Sie war zu schwer verletzt, um richtig kämpfen zu können.
Arthur wusste das.
Und er genoss es.
„Wie“, krächzte sie und hielt die Wut in ihrer Stimme zurück. „Wie hast du das gewusst?“
Arthur neigte den Kopf, sein Gesichtsausdruck eine Karikatur von Unschuld. „Was weiß ich?“
Kalis Kiefer spannte sich an.
„Diesen Ort“, fauchte sie. „Dass ich hier sein würde. Dass ich überhaupt daran denken würde, mich hierher zurückzuziehen.“
Arthur lächelte. Langsam.
„Weil ich dafür gesorgt habe, dass du keine andere Wahl hattest.“
Sie erstarrte.
Die Erkenntnis traf sie wie ein Schlag.
Die Dunkle Bestie.
Das Chaos.
Die Art und Weise, wie sich die Schlacht genau im richtigen Moment zuspitzte und sie zum Handeln zwang.

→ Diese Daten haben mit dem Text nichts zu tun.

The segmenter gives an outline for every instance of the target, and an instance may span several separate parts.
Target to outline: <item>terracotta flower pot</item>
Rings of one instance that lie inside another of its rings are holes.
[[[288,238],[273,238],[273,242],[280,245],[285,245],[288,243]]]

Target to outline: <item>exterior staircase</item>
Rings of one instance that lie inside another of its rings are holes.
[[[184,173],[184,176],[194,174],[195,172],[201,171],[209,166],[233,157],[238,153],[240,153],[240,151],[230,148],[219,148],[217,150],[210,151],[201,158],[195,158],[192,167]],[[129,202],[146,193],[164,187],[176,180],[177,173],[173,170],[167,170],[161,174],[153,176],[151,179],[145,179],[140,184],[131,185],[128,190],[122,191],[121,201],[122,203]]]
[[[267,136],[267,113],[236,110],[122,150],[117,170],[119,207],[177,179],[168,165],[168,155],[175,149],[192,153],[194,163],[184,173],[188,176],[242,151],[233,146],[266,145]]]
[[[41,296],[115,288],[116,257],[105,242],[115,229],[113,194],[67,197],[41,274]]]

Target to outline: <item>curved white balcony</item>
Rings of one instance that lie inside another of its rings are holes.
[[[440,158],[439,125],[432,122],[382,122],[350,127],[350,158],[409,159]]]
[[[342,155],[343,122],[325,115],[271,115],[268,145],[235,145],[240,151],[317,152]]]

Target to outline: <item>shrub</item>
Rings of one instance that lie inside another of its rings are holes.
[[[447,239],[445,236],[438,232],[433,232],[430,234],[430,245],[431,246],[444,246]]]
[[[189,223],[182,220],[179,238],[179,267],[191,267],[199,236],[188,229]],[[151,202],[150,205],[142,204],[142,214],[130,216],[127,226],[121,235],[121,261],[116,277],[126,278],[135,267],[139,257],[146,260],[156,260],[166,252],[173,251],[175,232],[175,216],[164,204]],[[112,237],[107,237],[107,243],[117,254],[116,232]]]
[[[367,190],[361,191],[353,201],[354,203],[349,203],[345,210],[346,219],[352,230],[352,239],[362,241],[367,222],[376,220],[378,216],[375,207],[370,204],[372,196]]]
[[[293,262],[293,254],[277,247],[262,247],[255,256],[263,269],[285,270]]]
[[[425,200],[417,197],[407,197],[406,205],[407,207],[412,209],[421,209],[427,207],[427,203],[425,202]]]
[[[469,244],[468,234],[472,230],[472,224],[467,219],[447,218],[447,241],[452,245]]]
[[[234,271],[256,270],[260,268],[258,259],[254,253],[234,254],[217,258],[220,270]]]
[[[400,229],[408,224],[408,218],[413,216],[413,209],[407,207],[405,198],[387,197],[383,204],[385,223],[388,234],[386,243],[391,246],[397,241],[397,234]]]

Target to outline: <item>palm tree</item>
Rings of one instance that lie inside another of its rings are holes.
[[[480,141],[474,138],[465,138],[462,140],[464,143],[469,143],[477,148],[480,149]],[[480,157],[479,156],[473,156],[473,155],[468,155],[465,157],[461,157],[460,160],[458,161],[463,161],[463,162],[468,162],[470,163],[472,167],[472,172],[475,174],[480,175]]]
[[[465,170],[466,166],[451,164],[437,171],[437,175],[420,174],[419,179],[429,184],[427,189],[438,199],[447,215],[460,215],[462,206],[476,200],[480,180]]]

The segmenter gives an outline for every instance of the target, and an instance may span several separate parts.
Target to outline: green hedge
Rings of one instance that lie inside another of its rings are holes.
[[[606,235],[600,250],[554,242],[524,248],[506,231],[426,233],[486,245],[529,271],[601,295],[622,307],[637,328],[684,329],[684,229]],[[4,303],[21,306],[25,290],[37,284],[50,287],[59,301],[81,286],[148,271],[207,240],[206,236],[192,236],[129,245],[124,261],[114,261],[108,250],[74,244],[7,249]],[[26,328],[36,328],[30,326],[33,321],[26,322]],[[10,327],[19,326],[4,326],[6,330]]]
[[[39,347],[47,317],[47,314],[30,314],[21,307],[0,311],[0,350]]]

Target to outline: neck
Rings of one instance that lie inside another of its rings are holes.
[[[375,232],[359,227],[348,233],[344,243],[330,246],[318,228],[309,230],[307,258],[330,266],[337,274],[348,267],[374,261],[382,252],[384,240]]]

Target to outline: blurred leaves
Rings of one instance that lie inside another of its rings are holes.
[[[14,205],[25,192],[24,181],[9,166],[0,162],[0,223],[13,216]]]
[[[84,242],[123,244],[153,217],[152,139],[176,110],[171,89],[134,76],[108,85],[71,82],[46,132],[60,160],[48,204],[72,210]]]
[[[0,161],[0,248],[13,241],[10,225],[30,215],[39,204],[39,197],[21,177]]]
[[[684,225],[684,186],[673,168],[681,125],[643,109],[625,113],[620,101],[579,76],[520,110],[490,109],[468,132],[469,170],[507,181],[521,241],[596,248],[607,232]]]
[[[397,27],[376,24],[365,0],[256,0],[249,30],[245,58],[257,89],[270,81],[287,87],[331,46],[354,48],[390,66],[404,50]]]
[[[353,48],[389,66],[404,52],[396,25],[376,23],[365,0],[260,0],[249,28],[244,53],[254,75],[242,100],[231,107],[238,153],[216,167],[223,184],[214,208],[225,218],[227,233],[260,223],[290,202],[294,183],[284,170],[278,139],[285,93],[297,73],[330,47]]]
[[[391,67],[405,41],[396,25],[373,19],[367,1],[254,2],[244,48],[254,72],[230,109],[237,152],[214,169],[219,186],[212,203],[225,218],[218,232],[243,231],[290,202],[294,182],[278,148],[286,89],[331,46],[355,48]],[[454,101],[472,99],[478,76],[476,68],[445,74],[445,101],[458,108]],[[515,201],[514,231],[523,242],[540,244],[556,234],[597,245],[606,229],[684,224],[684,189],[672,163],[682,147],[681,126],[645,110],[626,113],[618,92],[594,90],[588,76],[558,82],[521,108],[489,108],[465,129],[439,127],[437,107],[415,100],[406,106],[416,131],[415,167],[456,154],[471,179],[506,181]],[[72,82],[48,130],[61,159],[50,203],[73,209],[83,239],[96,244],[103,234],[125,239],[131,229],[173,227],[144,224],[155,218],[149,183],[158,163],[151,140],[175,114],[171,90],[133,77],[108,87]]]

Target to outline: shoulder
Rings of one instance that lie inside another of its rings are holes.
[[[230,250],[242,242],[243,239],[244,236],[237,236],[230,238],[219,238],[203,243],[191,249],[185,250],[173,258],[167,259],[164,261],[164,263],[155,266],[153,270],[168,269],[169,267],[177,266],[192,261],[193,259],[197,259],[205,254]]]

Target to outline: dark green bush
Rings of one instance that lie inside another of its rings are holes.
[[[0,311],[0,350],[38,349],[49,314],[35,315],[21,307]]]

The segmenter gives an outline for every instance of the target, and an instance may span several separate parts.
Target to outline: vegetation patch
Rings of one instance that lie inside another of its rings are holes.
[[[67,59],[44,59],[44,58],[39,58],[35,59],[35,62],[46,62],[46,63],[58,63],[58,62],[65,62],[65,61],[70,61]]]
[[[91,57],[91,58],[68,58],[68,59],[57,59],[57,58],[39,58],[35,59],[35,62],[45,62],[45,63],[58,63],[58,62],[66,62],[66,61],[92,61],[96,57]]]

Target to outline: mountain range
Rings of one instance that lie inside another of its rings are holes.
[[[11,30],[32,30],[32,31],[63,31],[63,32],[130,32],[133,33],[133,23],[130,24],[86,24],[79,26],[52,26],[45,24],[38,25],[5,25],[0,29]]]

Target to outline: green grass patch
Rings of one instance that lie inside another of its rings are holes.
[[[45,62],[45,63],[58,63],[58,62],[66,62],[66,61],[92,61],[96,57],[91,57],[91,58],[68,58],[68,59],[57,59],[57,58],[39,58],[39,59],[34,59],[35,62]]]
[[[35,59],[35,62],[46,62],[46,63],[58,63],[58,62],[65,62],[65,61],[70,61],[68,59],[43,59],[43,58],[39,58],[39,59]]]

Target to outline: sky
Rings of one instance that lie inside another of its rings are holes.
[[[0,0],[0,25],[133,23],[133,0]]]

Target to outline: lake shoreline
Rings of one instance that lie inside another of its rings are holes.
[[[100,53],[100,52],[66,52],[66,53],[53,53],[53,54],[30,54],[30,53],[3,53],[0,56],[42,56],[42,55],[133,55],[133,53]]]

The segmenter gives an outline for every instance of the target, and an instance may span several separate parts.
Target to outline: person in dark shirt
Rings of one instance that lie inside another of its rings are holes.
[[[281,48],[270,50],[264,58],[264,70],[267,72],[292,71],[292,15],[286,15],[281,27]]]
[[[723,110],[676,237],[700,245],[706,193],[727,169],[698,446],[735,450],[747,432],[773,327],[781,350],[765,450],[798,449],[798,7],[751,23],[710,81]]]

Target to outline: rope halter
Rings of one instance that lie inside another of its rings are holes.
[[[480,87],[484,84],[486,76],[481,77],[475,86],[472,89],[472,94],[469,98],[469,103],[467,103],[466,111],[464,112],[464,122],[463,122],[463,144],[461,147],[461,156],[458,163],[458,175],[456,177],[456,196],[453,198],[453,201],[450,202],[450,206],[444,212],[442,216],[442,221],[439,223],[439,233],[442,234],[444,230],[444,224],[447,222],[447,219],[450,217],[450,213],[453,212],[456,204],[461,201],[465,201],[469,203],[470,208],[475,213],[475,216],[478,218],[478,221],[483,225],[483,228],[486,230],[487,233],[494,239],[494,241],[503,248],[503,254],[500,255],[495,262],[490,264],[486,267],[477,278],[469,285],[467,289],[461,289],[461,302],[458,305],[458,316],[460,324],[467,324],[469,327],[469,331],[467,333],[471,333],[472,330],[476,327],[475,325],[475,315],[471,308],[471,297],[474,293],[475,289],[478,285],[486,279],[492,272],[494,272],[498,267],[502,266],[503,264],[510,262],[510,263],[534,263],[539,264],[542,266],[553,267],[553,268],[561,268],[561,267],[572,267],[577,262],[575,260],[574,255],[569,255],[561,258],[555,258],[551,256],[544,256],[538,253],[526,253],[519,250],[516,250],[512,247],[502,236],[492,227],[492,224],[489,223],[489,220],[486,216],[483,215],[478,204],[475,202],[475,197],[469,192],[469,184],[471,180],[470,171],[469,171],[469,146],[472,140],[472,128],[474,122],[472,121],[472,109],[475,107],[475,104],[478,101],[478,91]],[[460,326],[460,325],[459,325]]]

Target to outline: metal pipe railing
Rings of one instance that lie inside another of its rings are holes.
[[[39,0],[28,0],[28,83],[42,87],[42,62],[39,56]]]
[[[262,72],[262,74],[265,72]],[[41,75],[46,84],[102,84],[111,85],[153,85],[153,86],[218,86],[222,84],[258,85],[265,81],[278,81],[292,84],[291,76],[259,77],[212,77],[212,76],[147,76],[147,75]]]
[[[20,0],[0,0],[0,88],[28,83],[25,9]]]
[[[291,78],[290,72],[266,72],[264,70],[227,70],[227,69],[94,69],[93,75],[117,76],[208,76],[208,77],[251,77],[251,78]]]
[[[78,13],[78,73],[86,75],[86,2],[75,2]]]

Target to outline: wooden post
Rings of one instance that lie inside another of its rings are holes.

„Du …“, flüsterte sie mit trockener Kehle.
„Du hast es freigelassen.“
Arthur zuckte mit den Schultern, ohne das geringste Anzeichen von Reue. „Ich habe nur das Unvermeidliche beschleunigt.“
Kali atmete aus und ein humorloses Lachen entrang sich ihren Lippen.
„Du hast die Zweijährigen benutzt, um es zu wecken. Du hast zugelassen, dass es uns am härtesten getroffen hat, während du dafür gesorgt hast, dass die Erstjährigen weit genug weg waren, um sich neu zu positionieren.“
Arthur neigte leicht den Kopf, als wäre er beeindruckt davon, wie schnell sie das herausgefunden hatte. „Ich habe mich schon gefragt, wie lange du brauchen würdest, um das zu kapieren.“
Kali biss die Zähne zusammen.
Sie blutete. Sie war verletzt. Sie war schwach.
Aber mehr noch war sie wütend.
Nicht, weil sie eine Schlacht verloren hatte.
Sondern weil Arthur sie von Anfang an überlistet hatte.
„Und jetzt?“, fragte sie mit kalter Stimme. „Wirst du mich töten? Mich als Trophäe mitnehmen?“
Arthur lachte.
„Oh, Kali“, sagte er sanft und stand auf. „Ich muss dich nicht besiegen.“
Er trat einen Schritt näher und senkte die Stimme.
„Ich will nur, dass du mir zuhörst.“
Kali rührte sich nicht.
Denn zum ersten Mal in diesem ganzen Krieg, zum ersten Mal in all ihren Kämpfen …
war sie sich nicht sicher, ob es einen Ausweg gab.